In fact, there isn't really any need for nailing the container type either and you probably want to pass it by [const] reference as well:

template <typename C, typename F> 
auto map(F f, C const& c) -> std::vector<decltype(f(*c.begin()))> {
    std::vector<decltype(f(*c.begin()))> res;
    for (auto const& value: c)
        res.push_back(f(value));
    return res;
}

Finally, please note that the standard C++ library already as a "map" function. It just happens to be spelled std::transform() and has an interface which fits the generic approach in C++ better:

std::vector<int> result;
std::transform(a.begin(), a.end(), std::back_inserter(result),
               [](int x){ return x;});

Answer 2

Your map function is broken. Do not use std::function unless you cannot use a template; and in this instance, you most assuredly can. You don't need B as a template parameter because decltype can give it to you, and you don't need the argument type to actually be a std::function at all.

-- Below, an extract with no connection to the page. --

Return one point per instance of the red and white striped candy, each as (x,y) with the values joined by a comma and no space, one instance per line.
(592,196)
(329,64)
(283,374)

template <typename A, typename F> auto map(F f, vector<A> arr) -> std::vector<decltype(f(arr.front())> {
    std::vector<decltype(f(arr.front())> res;
    for (int i=0;i<arr.size();i++) res.push_back(f(arr[i]));
    return res;
}

For the record, this is ignoring everything else wrong with your map function.

Answer 3

Finally figured out a generic wrapper function make_function (in current c++11) for converting any lambda to its corresponding std::function object with type deduction. Now instead of using ctor:

map(function<int (int)>( [](int x) -> int { return x;} ), {1,2,3});

which requires giving the same type information twice, the following succinct form works

map(make_function([](int x) -> int { return x;}),a); //now OK

Code is below:

 #include <vector>
 #include <functional>
 using namespace std;

 template <typename T>
 struct function_traits
    : public function_traits<decltype(&T::operator())>
 {};

 template <typename ClassType, typename ReturnType, typename... Args>
 struct function_traits<ReturnType(ClassType::*)(Args...) const> {
    typedef function<ReturnType (Args...)> f_type;
 };

 template <typename L> 
 typename function_traits<L>::f_type make_function(L l){
   return (typename function_traits<L>::f_type)(l);
 }

 template <typename A,typename B> 
 vector<B> map(std::function<B (A)> f, vector<A> arr) {
       vector<B> res;
       for (int i=0;i<arr.size();i++) res.push_back(f(arr[i]));
       return res;
}

int main () {
    vector<int> a = {1,2,3};
    map(make_function([](int x) -> int { return x;}),a); //now OK
    return 0;
}

--original answer--

To answer my own question after a couple of weeks' search (and getting chastised for using std::function<> as parameters), probably the best way I can find to have function<>-typed parameters accept lambda's (in c++11) is simply via explicit cast:

map((function<int (int)>) ([](int x) -> int { return x;} ), {1,2,3});

Or using ctor:

map(function<int (int)>( [](int x) -> int { return x;} ), {1,2,3});

For comparison, if you have a function taking std::string (e.g. void ff(string s) {...}), it can take const char* automatically. (ff("Hi") would work). The automatic conversion from lambda to std::function<> does not similarly work in c++11 (, which is unfortunate, IMO).

Hopefully, things will improve in c++14/1y when lambdas can be properly typed or better type-deduced.